Docker Networking Demystified

Introduction

Docker has transformed the way developers build, ship, and run applications. Its networking capabilities are a key feature that allows containers to communicate with one another and the outside world. However, Docker networking can be complex and challenging to comprehend, particularly for those new to the technology. In this article, we will demystify Docker networking by exploring how containers communicate with each other and the concept of network namespaces. Read on to gain a better understanding of Docker networking.

Network Namespaces

On Linux, a network namespace is a technique used to isolate network resources, such as network interfaces, routing tables, and firewall rules, from the rest of the system. Each network namespace provides an independent network stack that can be used by processes running within that namespace. This allows multiple applications to run on the same host while using different network configurations.

Docker leverages network namespaces to provide container-level networking isolation. When a Docker container is started, it is assigned its own network namespace. This namespace provides a virtual network interface, IP address, routing table, and firewall rules for the container. The Docker daemon also creates a bridge network, which acts as a virtual switch connecting all the containers in the same network. Containers can communicate with each other through this bridge network or with the outside world through the host's network interface.

Docker also supports other network drivers, such as overlay networks, which allow containers to communicate across multiple hosts, and host networks, which allow containers to use the host's network interface directly.

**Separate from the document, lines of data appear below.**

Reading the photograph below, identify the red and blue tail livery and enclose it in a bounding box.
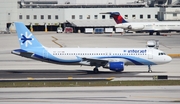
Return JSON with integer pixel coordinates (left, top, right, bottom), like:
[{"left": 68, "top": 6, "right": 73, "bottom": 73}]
[
  {"left": 100, "top": 12, "right": 128, "bottom": 24},
  {"left": 109, "top": 12, "right": 128, "bottom": 24}
]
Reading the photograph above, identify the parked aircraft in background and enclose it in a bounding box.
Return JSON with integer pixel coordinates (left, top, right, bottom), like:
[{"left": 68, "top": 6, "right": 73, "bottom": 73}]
[
  {"left": 12, "top": 22, "right": 172, "bottom": 73},
  {"left": 101, "top": 12, "right": 180, "bottom": 35}
]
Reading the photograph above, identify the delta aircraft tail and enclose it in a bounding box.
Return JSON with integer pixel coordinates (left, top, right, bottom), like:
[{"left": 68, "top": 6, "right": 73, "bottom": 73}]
[
  {"left": 14, "top": 22, "right": 43, "bottom": 49},
  {"left": 100, "top": 12, "right": 127, "bottom": 24}
]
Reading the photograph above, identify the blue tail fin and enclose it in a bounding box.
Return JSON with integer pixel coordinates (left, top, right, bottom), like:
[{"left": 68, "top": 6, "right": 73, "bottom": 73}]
[{"left": 14, "top": 22, "right": 43, "bottom": 49}]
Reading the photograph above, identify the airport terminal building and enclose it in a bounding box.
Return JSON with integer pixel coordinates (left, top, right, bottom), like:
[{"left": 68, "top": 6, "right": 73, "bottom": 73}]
[{"left": 1, "top": 0, "right": 180, "bottom": 33}]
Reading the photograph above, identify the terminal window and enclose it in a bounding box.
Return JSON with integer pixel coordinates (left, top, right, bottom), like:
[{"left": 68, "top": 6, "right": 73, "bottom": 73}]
[
  {"left": 155, "top": 14, "right": 158, "bottom": 18},
  {"left": 19, "top": 15, "right": 22, "bottom": 19},
  {"left": 140, "top": 15, "right": 143, "bottom": 19},
  {"left": 41, "top": 15, "right": 44, "bottom": 19},
  {"left": 79, "top": 15, "right": 83, "bottom": 19},
  {"left": 55, "top": 15, "right": 58, "bottom": 19},
  {"left": 147, "top": 14, "right": 151, "bottom": 19},
  {"left": 125, "top": 15, "right": 128, "bottom": 19},
  {"left": 102, "top": 15, "right": 105, "bottom": 19},
  {"left": 87, "top": 15, "right": 90, "bottom": 19},
  {"left": 132, "top": 15, "right": 136, "bottom": 19},
  {"left": 48, "top": 15, "right": 51, "bottom": 19},
  {"left": 94, "top": 15, "right": 98, "bottom": 19},
  {"left": 26, "top": 15, "right": 30, "bottom": 19},
  {"left": 173, "top": 13, "right": 177, "bottom": 17},
  {"left": 72, "top": 15, "right": 75, "bottom": 19},
  {"left": 110, "top": 15, "right": 113, "bottom": 19},
  {"left": 34, "top": 15, "right": 37, "bottom": 19}
]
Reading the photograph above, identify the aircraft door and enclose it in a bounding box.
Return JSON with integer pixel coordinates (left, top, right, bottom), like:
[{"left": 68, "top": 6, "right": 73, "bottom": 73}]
[
  {"left": 43, "top": 49, "right": 48, "bottom": 59},
  {"left": 148, "top": 49, "right": 153, "bottom": 59}
]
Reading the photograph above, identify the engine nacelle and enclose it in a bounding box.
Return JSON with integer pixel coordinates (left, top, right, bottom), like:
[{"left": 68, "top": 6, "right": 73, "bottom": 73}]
[
  {"left": 115, "top": 24, "right": 144, "bottom": 31},
  {"left": 104, "top": 62, "right": 124, "bottom": 72},
  {"left": 127, "top": 24, "right": 144, "bottom": 31}
]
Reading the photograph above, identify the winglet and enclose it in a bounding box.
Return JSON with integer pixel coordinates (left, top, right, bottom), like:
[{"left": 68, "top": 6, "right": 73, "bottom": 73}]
[
  {"left": 100, "top": 12, "right": 128, "bottom": 24},
  {"left": 14, "top": 22, "right": 43, "bottom": 49}
]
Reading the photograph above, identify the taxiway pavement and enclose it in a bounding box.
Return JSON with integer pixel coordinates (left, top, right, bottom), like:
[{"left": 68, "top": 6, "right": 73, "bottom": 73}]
[
  {"left": 0, "top": 86, "right": 180, "bottom": 104},
  {"left": 0, "top": 32, "right": 180, "bottom": 79}
]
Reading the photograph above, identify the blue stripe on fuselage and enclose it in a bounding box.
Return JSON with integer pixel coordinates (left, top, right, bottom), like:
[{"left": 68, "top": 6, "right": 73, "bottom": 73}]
[
  {"left": 12, "top": 49, "right": 156, "bottom": 65},
  {"left": 95, "top": 56, "right": 156, "bottom": 65}
]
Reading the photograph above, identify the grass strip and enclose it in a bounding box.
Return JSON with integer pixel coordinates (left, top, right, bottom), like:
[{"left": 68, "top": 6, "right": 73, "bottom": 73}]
[{"left": 0, "top": 80, "right": 180, "bottom": 87}]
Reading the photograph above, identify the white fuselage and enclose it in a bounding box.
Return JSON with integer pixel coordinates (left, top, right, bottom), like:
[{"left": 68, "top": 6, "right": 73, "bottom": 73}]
[
  {"left": 12, "top": 47, "right": 172, "bottom": 72},
  {"left": 115, "top": 21, "right": 180, "bottom": 32},
  {"left": 37, "top": 47, "right": 171, "bottom": 65}
]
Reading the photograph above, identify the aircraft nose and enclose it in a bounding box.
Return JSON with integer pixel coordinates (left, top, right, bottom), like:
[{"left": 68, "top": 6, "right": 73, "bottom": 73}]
[{"left": 166, "top": 55, "right": 172, "bottom": 63}]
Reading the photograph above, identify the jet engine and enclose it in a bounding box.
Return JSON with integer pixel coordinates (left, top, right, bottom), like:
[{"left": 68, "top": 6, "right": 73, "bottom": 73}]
[
  {"left": 104, "top": 62, "right": 124, "bottom": 72},
  {"left": 126, "top": 24, "right": 144, "bottom": 31},
  {"left": 115, "top": 24, "right": 144, "bottom": 31}
]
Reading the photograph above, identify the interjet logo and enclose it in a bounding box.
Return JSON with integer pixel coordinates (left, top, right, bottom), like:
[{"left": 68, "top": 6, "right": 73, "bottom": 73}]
[{"left": 19, "top": 32, "right": 34, "bottom": 47}]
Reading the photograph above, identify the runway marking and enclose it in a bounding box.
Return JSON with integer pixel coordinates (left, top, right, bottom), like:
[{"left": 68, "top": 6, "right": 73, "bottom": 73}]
[
  {"left": 51, "top": 36, "right": 63, "bottom": 47},
  {"left": 27, "top": 77, "right": 34, "bottom": 80},
  {"left": 168, "top": 54, "right": 180, "bottom": 58},
  {"left": 68, "top": 77, "right": 73, "bottom": 80},
  {"left": 106, "top": 77, "right": 114, "bottom": 81},
  {"left": 160, "top": 43, "right": 171, "bottom": 49}
]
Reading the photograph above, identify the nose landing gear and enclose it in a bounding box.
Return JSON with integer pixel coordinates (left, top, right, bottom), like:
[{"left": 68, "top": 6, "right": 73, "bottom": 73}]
[{"left": 148, "top": 65, "right": 152, "bottom": 73}]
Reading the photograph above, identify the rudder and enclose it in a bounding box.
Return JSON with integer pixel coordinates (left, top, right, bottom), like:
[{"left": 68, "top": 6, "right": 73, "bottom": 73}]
[
  {"left": 14, "top": 22, "right": 43, "bottom": 49},
  {"left": 110, "top": 12, "right": 128, "bottom": 24}
]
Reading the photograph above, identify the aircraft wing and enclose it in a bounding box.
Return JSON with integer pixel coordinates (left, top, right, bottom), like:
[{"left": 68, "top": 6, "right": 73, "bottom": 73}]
[
  {"left": 81, "top": 57, "right": 130, "bottom": 66},
  {"left": 82, "top": 57, "right": 108, "bottom": 66}
]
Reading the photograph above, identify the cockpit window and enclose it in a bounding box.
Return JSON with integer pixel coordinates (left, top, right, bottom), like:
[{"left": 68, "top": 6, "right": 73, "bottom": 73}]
[{"left": 158, "top": 52, "right": 166, "bottom": 55}]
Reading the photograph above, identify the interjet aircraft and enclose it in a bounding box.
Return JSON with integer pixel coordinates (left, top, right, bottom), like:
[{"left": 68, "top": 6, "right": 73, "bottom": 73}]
[
  {"left": 101, "top": 12, "right": 180, "bottom": 35},
  {"left": 11, "top": 22, "right": 172, "bottom": 73}
]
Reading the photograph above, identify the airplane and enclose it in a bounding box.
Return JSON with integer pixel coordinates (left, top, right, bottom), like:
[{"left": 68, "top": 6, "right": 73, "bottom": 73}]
[
  {"left": 11, "top": 22, "right": 172, "bottom": 73},
  {"left": 100, "top": 12, "right": 180, "bottom": 35}
]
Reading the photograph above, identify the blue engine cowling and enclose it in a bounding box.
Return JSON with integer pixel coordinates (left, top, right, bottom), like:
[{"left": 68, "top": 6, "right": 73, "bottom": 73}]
[{"left": 109, "top": 62, "right": 124, "bottom": 72}]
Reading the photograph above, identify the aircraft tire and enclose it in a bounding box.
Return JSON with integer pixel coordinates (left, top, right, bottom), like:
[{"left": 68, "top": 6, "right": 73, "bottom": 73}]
[
  {"left": 149, "top": 32, "right": 153, "bottom": 35},
  {"left": 93, "top": 68, "right": 99, "bottom": 74}
]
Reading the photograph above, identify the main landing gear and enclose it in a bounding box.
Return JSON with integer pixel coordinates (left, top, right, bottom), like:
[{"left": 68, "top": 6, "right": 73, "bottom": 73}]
[
  {"left": 148, "top": 65, "right": 152, "bottom": 73},
  {"left": 149, "top": 32, "right": 153, "bottom": 35},
  {"left": 93, "top": 66, "right": 99, "bottom": 74},
  {"left": 156, "top": 32, "right": 160, "bottom": 35},
  {"left": 149, "top": 32, "right": 160, "bottom": 35}
]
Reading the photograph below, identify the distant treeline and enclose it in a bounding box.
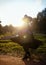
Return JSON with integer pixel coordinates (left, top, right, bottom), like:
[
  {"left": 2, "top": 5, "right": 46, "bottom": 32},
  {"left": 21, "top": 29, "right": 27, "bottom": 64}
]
[
  {"left": 23, "top": 8, "right": 46, "bottom": 34},
  {"left": 0, "top": 24, "right": 16, "bottom": 35},
  {"left": 0, "top": 8, "right": 46, "bottom": 35}
]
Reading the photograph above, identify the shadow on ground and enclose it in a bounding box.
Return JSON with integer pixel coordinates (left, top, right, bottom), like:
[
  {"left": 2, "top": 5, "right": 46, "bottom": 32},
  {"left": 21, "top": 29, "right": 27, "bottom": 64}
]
[{"left": 23, "top": 58, "right": 46, "bottom": 65}]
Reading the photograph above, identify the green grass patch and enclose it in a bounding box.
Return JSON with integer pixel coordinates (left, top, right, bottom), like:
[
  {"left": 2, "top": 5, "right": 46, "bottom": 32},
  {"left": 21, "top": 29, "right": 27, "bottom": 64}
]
[
  {"left": 0, "top": 34, "right": 46, "bottom": 56},
  {"left": 0, "top": 40, "right": 11, "bottom": 43},
  {"left": 34, "top": 34, "right": 46, "bottom": 42},
  {"left": 0, "top": 41, "right": 24, "bottom": 56}
]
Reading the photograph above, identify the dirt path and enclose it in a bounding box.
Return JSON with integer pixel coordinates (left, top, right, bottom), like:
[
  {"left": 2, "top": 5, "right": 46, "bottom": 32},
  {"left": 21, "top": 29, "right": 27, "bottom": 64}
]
[
  {"left": 0, "top": 55, "right": 46, "bottom": 65},
  {"left": 0, "top": 55, "right": 25, "bottom": 65}
]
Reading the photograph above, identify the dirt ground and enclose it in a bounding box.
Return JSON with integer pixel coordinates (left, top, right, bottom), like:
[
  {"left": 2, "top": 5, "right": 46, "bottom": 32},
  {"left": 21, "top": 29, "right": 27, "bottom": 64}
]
[{"left": 0, "top": 55, "right": 46, "bottom": 65}]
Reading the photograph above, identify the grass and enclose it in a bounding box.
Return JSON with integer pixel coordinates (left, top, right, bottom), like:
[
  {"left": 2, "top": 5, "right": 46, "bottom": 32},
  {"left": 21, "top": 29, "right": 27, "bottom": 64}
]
[
  {"left": 0, "top": 41, "right": 24, "bottom": 56},
  {"left": 0, "top": 34, "right": 46, "bottom": 57},
  {"left": 0, "top": 40, "right": 11, "bottom": 43},
  {"left": 34, "top": 34, "right": 46, "bottom": 55}
]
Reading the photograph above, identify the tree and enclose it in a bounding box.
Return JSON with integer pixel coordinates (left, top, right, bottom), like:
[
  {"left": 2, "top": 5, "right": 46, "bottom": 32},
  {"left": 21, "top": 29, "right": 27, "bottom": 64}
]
[
  {"left": 31, "top": 18, "right": 38, "bottom": 33},
  {"left": 0, "top": 21, "right": 1, "bottom": 23},
  {"left": 22, "top": 15, "right": 33, "bottom": 31},
  {"left": 37, "top": 8, "right": 46, "bottom": 33},
  {"left": 0, "top": 24, "right": 3, "bottom": 34},
  {"left": 23, "top": 15, "right": 32, "bottom": 22},
  {"left": 8, "top": 25, "right": 15, "bottom": 33}
]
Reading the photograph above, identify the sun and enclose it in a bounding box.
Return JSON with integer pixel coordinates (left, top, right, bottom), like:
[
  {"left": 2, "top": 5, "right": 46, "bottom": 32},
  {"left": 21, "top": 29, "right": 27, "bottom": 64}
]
[
  {"left": 12, "top": 18, "right": 25, "bottom": 27},
  {"left": 14, "top": 21, "right": 24, "bottom": 27}
]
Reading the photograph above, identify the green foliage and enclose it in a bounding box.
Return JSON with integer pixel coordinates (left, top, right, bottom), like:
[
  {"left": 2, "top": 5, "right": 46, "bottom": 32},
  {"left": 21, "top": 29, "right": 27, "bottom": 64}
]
[
  {"left": 34, "top": 34, "right": 46, "bottom": 42},
  {"left": 0, "top": 40, "right": 11, "bottom": 43},
  {"left": 37, "top": 43, "right": 46, "bottom": 54},
  {"left": 0, "top": 24, "right": 16, "bottom": 35},
  {"left": 0, "top": 34, "right": 46, "bottom": 56},
  {"left": 34, "top": 34, "right": 46, "bottom": 55},
  {"left": 37, "top": 8, "right": 46, "bottom": 33},
  {"left": 0, "top": 41, "right": 24, "bottom": 56}
]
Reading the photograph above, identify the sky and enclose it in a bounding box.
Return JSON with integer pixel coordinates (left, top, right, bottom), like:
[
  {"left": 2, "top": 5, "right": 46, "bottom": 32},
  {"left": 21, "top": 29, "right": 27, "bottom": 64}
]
[{"left": 0, "top": 0, "right": 46, "bottom": 26}]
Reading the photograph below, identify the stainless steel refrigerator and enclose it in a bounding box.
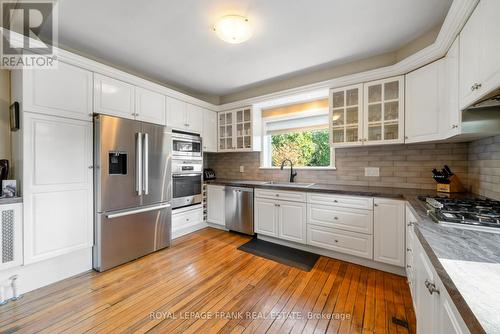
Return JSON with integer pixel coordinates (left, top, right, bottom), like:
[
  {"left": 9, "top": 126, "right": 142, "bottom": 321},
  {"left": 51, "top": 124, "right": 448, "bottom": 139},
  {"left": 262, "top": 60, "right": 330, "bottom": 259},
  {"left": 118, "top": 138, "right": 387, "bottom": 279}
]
[{"left": 93, "top": 114, "right": 172, "bottom": 272}]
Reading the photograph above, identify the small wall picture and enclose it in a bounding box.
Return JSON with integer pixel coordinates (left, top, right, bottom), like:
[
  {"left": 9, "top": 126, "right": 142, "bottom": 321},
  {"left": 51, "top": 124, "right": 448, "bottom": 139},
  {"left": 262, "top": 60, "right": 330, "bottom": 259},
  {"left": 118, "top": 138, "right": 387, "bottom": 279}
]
[
  {"left": 10, "top": 102, "right": 20, "bottom": 131},
  {"left": 1, "top": 180, "right": 17, "bottom": 198}
]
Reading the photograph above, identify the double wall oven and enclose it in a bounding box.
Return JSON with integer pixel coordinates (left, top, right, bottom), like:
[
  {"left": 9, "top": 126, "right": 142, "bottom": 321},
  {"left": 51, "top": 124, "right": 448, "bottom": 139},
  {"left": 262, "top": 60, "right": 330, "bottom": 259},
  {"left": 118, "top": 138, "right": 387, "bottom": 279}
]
[{"left": 172, "top": 132, "right": 203, "bottom": 209}]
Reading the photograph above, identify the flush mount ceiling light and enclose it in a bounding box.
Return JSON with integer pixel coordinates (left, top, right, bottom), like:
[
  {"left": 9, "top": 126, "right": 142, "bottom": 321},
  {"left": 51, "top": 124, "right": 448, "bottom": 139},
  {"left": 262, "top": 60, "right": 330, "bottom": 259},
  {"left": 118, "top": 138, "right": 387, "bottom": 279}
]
[{"left": 213, "top": 15, "right": 252, "bottom": 44}]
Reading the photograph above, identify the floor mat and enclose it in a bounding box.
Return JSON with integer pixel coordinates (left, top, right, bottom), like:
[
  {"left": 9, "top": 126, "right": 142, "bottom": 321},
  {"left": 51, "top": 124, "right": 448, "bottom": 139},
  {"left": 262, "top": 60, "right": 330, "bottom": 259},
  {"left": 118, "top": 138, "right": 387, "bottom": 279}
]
[{"left": 237, "top": 237, "right": 319, "bottom": 271}]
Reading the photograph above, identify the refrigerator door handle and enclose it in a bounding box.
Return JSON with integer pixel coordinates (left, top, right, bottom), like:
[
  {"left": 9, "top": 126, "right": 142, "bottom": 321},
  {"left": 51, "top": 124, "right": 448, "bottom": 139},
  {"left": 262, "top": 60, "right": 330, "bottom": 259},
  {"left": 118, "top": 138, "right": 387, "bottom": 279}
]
[
  {"left": 143, "top": 133, "right": 149, "bottom": 195},
  {"left": 136, "top": 132, "right": 142, "bottom": 195},
  {"left": 106, "top": 203, "right": 171, "bottom": 219}
]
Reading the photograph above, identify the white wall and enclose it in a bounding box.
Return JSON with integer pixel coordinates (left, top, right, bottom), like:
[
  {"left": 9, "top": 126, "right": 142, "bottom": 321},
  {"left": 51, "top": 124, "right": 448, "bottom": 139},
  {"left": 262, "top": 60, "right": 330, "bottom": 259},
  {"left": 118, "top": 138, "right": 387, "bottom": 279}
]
[{"left": 0, "top": 70, "right": 11, "bottom": 161}]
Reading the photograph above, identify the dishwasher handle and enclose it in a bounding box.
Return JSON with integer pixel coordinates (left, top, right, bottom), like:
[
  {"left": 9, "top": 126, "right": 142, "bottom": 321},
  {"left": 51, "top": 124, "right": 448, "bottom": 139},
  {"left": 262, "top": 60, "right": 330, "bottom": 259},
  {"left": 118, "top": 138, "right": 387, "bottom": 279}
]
[{"left": 226, "top": 186, "right": 254, "bottom": 193}]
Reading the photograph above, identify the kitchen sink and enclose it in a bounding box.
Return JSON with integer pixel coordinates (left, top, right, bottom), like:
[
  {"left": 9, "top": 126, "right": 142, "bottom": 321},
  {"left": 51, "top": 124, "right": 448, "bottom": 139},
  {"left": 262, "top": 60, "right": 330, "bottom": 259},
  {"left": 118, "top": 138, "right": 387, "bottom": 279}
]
[{"left": 265, "top": 181, "right": 315, "bottom": 188}]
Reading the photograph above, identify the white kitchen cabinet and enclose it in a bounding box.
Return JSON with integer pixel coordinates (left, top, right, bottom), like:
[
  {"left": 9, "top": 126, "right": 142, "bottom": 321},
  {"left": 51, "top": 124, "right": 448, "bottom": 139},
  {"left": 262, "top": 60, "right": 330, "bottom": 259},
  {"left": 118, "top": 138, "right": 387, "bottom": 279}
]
[
  {"left": 307, "top": 204, "right": 373, "bottom": 235},
  {"left": 135, "top": 87, "right": 166, "bottom": 125},
  {"left": 166, "top": 97, "right": 203, "bottom": 134},
  {"left": 307, "top": 224, "right": 373, "bottom": 259},
  {"left": 405, "top": 60, "right": 442, "bottom": 143},
  {"left": 406, "top": 205, "right": 417, "bottom": 304},
  {"left": 330, "top": 84, "right": 363, "bottom": 147},
  {"left": 373, "top": 198, "right": 405, "bottom": 267},
  {"left": 254, "top": 198, "right": 279, "bottom": 237},
  {"left": 206, "top": 185, "right": 225, "bottom": 227},
  {"left": 254, "top": 197, "right": 306, "bottom": 244},
  {"left": 166, "top": 97, "right": 187, "bottom": 130},
  {"left": 94, "top": 74, "right": 135, "bottom": 119},
  {"left": 307, "top": 193, "right": 373, "bottom": 210},
  {"left": 441, "top": 37, "right": 461, "bottom": 138},
  {"left": 202, "top": 109, "right": 218, "bottom": 152},
  {"left": 172, "top": 205, "right": 205, "bottom": 239},
  {"left": 22, "top": 112, "right": 93, "bottom": 264},
  {"left": 186, "top": 104, "right": 203, "bottom": 134},
  {"left": 459, "top": 0, "right": 500, "bottom": 109},
  {"left": 218, "top": 107, "right": 261, "bottom": 152},
  {"left": 255, "top": 189, "right": 307, "bottom": 203},
  {"left": 439, "top": 291, "right": 469, "bottom": 334},
  {"left": 0, "top": 203, "right": 23, "bottom": 270},
  {"left": 363, "top": 76, "right": 405, "bottom": 145},
  {"left": 22, "top": 61, "right": 93, "bottom": 121},
  {"left": 277, "top": 201, "right": 306, "bottom": 244}
]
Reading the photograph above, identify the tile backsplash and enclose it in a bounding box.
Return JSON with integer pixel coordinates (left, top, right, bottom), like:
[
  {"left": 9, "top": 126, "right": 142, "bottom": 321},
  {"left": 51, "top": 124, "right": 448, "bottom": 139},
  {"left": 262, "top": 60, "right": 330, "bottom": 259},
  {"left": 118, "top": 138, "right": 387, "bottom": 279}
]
[
  {"left": 468, "top": 135, "right": 500, "bottom": 201},
  {"left": 206, "top": 142, "right": 469, "bottom": 190}
]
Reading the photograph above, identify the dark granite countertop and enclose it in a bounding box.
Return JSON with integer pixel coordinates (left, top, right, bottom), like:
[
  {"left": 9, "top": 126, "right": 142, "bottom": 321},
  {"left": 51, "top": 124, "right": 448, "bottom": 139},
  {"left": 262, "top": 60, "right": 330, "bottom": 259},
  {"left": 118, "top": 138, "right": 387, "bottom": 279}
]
[
  {"left": 205, "top": 179, "right": 431, "bottom": 199},
  {"left": 0, "top": 197, "right": 22, "bottom": 205},
  {"left": 206, "top": 179, "right": 498, "bottom": 333}
]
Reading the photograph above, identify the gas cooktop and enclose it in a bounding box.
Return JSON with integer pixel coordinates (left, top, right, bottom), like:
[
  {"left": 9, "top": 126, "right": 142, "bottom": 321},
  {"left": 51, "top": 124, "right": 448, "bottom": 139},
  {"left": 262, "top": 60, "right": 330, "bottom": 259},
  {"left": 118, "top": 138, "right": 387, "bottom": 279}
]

Each network driver uses a different network namespace to provide network isolation and different features for container networking.

Overall, network namespaces provide a powerful tool for isolating and managing network resources on Linux, and Docker leverages this technology to provide flexible and secure networking for containerized applications.

How it works

To recreate docker containers at the most basic level we can create two network namespaces and then create a virtual Ethernet pair (veth pair) and plug the two ends into each of the network namespaces now this creates our simple container network in the most basic terms.

Below is the script that does the same. So let's understand it line by line.

https://gist.github.com/sauravrana646/f68f9cd8acf05e7994c72c475feca66f

set -o pipefail

This sets the Bash option "pipefail", which causes a pipeline (a series of commands separated by pipes) to fail if any command in the pipeline fails. This ensures that errors in the pipeline are detected, and the script exits with a non-zero status.

string="$1"

This assigns the first command-line argument to the variable "string".

if [ "$string" = "up" ]; then

This checks if the value of "string" is equal to "up". If it is, the following commands will be executed.

ip netns add net1
ip netns add net2

These commands create two network namespaces called "net1" and "net2" using the "ip netns add" command.

ip link add veth1 netns net1 type veth peer name veth2 netns net2

This creates a pair of virtual network interfaces called "veth1" and "veth2", with "veth1" connected to "net1" and "veth2" connected to "net2", using the "ip link add" command.

ip netns exec net1 ip addr add 10.100.0.1/16 dev veth1
ip netns exec net2 ip addr add 10.100.0.2/16 dev veth2

These commands assign IP addresses to both virtual interfaces using the "ip addr add" command.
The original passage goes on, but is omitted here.